Dans son enquête, l’AP donne les détails sur sa découverte des corps de six habitants de Tombouctou qui avaient été portés disparus après la libération de la cité. Il contient des témoignages directs alléguant l’enlèvement des victimes par une unité de l’armée malienne. Selon le rapport de l’AP, les autorités maliennes n’ont cessé de nier toute implication dans ces exécutions sommaires.

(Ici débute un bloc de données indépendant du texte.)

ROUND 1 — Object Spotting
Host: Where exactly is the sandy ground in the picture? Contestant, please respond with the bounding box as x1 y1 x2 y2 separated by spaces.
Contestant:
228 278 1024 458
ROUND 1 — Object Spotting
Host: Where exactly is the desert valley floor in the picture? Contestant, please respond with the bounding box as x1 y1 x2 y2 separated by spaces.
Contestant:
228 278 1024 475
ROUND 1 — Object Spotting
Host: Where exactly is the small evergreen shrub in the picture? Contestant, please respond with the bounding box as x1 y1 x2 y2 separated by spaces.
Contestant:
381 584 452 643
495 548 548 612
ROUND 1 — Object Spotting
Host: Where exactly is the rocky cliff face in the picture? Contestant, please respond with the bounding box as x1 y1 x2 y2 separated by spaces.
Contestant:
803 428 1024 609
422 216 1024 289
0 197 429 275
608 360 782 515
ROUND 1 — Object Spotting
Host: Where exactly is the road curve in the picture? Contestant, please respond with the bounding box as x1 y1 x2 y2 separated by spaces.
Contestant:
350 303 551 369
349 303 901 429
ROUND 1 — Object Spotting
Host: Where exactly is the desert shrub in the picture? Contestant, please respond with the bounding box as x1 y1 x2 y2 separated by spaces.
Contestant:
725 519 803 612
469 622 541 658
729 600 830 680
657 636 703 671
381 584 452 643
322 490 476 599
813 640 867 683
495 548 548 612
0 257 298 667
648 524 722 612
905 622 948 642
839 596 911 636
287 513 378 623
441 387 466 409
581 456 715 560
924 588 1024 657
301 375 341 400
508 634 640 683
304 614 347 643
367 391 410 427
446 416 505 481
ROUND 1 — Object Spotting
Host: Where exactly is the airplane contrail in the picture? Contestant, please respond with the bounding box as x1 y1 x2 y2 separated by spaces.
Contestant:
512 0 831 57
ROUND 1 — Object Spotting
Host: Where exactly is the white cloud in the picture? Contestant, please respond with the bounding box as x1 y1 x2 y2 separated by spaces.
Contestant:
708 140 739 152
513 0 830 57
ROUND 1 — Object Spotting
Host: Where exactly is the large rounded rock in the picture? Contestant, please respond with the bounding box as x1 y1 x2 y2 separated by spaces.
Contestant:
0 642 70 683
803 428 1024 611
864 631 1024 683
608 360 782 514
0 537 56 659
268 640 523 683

Depuis le début de la crise au Mali en 2012, les autorités militaires ont intimé à la presse malienne de soutenir les forces de sécurité au nom du patriotisme et de la lutte contre le terrorisme. Plusieurs journalistes locaux et internationaux qui ont voulu scruter de près les agissements des soldats ont fait l’objet de détentions arbitraires, d’emprisonnement, d’intimidations, et de censure, selon des recherches du CPJ. En avril dernier, l’armée malienne a expulsé la journaliste française Dorothée Thiénot de la ville de Gao suite à son article qui rapportait des allégations impliquant l’armée malienne dans des exécutions sommaires.
« L’armée malienne a l’habitude de censurer et d’intimider les journalistes qui scrutent ses activités », a déclaré Mohamed Keita, coordonnateur du plaidoyer pour l’Afrique du CPJ. « Nous demandons aux autorités de mener une enquête au sujet des allégations d’intimidation à l’endroit de Maliactu et de faire un communiqué public clair précisant que les journalistes et les médias peuvent faire leur travail sans crainte de représailles », a-t-il ajouté.

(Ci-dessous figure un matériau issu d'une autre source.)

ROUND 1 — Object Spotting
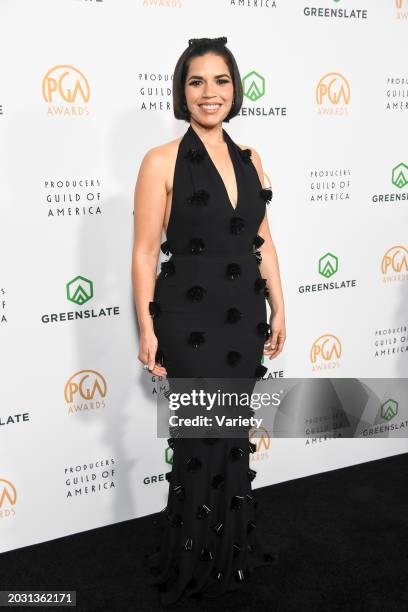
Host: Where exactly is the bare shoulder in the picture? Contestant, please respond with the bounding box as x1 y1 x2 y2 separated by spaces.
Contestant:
140 137 182 191
238 145 263 185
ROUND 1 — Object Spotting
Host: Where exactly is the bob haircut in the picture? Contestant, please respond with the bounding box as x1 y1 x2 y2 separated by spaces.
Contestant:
173 37 243 123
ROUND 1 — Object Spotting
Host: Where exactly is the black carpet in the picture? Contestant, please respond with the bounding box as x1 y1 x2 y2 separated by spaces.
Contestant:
0 453 408 612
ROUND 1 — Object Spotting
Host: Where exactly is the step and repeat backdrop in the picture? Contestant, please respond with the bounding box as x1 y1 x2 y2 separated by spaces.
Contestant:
0 0 408 552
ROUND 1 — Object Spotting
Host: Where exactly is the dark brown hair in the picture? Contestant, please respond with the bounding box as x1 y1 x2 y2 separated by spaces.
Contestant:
173 36 243 123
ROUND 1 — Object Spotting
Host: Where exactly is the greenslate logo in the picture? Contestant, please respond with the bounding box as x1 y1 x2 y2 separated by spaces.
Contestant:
66 276 93 306
319 253 339 278
391 162 408 189
242 70 265 102
381 400 398 421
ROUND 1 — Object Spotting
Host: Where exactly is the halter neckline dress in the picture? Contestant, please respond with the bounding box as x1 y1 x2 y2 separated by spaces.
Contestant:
148 125 276 605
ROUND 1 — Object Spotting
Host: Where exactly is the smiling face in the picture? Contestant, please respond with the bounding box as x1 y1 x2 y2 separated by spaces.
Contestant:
184 53 234 127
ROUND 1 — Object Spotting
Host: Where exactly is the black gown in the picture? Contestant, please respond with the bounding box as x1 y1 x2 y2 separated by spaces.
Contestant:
147 125 276 605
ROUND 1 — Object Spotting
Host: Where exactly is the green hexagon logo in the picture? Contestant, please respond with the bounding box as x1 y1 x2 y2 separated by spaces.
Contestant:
391 162 408 189
242 70 265 102
319 253 339 278
66 276 93 306
381 400 398 421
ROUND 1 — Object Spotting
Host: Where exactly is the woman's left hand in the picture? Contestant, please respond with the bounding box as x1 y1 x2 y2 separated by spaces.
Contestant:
264 311 286 359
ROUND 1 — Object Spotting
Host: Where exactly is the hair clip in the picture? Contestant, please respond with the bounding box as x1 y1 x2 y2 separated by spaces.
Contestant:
188 36 227 47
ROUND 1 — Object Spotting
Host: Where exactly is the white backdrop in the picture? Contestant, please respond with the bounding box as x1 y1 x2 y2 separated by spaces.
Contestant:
0 0 408 551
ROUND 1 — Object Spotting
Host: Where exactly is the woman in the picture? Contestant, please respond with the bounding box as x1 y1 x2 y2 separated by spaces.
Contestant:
132 37 285 605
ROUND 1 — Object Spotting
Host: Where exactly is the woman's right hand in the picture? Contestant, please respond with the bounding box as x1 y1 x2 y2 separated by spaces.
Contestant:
138 330 167 376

Saouti Labass Haïdara, rédacteur en chef du journal privé L’Indépendant, publié à Bamako, la capitale du Mali, mais qui n’a pas son propre site web, a déclaré au CPJ que son journal a reproduit l’enquête de l’AP dans l’édition d’aujourd’hui sans aucun problème.
Le CPJ ne pouvait pas dans l’immédiat établir que d’autres sites Internet maliens avaient publié l’article de l’AP. Des journalistes locaux affirment que le gouvernement a dû être ébranlé après la publication de l’article dans un portail d’informations malien qui atteint un public plus large à l’étranger.